The differences between surface degradation and bulk degradation of FEM on the prediction of the degradation time for poly (lactic-co-glycolic acid) stent
Published in Computer Methods in Biomechanics and Biomedical Engineering, 2022
Xianda Yang, Weirong Zhang, Jie Yao, Anqiang Sun, Yuanming Gao, Meng Guo, Yubo Fan
Previous studies have shown that the external environment, where the polymer degradation occurs, influences the degradation process greatly (Deng and Uhrich 2002; Deng et al. 2005; Zolnik and Burgess 2007; Deng et al. 2008). Mechanical loads in the external environment are found to be a critical parameter affecting the degradation process (Fan et al. 2008; Yang et al. 2008; Li et al. 2010; Chu et al. 2016, 2017). It has been demonstrated that loading could accelerate the degradation rate of poly (glycolide-co-l-lactide) (PDLLA) (Fan et al. 2008). In particular, dynamic loading results in a significant degradation rate than that under static loading (Yang et al. 2008).
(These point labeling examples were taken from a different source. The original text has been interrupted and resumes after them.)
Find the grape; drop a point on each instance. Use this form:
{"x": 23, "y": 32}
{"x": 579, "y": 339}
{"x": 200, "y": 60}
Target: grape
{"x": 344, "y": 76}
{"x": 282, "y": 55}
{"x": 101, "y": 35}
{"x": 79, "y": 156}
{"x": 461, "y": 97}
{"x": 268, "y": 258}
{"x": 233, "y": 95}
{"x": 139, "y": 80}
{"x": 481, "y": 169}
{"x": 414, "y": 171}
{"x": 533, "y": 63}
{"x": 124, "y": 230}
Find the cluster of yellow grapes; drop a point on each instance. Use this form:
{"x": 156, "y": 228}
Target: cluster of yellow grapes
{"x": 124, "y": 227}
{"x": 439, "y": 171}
Moreover, different thresholds of tensile loading result in different degradation rates (Guo et al. 2016). Limited theoretical studies have included the effect of mechanical loading on BDS degradation. The inclusion of mechanical load as a parameter in the degradation model is necessary to address the deficiency of previous models and to improve the reliability of theoretical prediction for BDS degradation. The small size, structure complexity, and high cost to manufacture BDS limit the use of experiments to study the degradation behavior of BDS. Theoretical models and especially finite element method (FEM) have been extensively used for structural analysis and demonstrated to be an efficient tool to analyze the BDS degradation process (Soares et al. 2008; Winzer et al. 2008; Fan et al. 2017; Gao et al. 2019). The degradation mechanism of PLA co-polymer is shown to be hydrolysis, a bulk degradation mode is commonly used in FEM to describe the degradation behavior of polymers (Vieira et al. 2014; Pauck and Reddy 2015).